Enquanto ele andava para lá e para cá pelo meu quarto, me deixei perder nas tatuagens em seus braços, me perguntando quais os seus significados. Lembro que, quando mais novos, ao ver um moço repleto de tatuagens na rua, ele disse que algum dia, se tivesse coragem, faria as estrelas em seu corpo, mas em um lugar onde a mãe dele nunca visse. Agora lá estava Woosung, com os braços repletos de rosas coloridas, frases em línguas que eu desconhecia e desenhos com significados aos quais eu não compreendia.
— Seu quarto é a sua cara. — ele disse, acabando com o silêncio que se instalava confortávelmente no ambiente. — Não sabia que ainda guardava ele. — pegou uma tartaruguinha de pelúcia, que estava na minha cama.

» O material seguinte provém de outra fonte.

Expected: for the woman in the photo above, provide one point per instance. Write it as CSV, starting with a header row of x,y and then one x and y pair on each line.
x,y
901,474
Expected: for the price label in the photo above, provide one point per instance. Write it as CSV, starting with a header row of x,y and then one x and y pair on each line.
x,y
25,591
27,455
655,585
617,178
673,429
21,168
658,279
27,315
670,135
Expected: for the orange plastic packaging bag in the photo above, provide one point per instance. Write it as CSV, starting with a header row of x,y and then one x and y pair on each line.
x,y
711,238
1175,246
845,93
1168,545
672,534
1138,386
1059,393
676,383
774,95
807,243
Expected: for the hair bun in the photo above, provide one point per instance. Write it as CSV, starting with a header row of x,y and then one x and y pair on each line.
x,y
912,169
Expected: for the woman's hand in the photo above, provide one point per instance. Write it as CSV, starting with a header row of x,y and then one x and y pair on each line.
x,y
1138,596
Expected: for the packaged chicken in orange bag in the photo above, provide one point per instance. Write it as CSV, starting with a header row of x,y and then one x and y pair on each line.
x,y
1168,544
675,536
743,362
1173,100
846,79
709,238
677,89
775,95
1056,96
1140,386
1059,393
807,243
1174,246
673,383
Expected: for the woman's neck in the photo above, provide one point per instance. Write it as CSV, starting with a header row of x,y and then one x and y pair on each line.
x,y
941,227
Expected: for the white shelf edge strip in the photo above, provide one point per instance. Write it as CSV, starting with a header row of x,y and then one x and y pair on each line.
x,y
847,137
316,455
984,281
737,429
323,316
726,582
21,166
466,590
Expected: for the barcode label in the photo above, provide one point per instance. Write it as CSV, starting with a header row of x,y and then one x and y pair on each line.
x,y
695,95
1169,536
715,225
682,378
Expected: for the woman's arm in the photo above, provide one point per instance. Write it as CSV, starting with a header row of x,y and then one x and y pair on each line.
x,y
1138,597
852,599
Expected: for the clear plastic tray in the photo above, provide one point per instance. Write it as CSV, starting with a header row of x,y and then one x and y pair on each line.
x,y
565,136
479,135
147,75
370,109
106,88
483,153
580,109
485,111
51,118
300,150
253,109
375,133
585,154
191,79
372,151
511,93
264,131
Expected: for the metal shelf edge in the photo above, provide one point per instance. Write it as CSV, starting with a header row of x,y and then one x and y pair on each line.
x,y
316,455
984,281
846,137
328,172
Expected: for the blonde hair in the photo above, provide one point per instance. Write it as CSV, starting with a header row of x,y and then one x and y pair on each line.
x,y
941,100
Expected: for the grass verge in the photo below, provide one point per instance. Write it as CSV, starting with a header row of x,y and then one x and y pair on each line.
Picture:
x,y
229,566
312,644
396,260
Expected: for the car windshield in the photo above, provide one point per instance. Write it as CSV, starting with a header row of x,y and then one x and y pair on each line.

Se não me engano, a mãe dele havia me dado ela no dia do meu aniversário de onze anos, este em que Woosung não compareceu, pois estava na casa de sua avó materna que morava no interior.
— Eu costumo ser cuidadoso com as minhas coisas. — descruzei os braços, me sentando na cama, enquanto o olhava perambular novamente pelo cômodo, passando os dedos pela lombadas dos livros na minha estante.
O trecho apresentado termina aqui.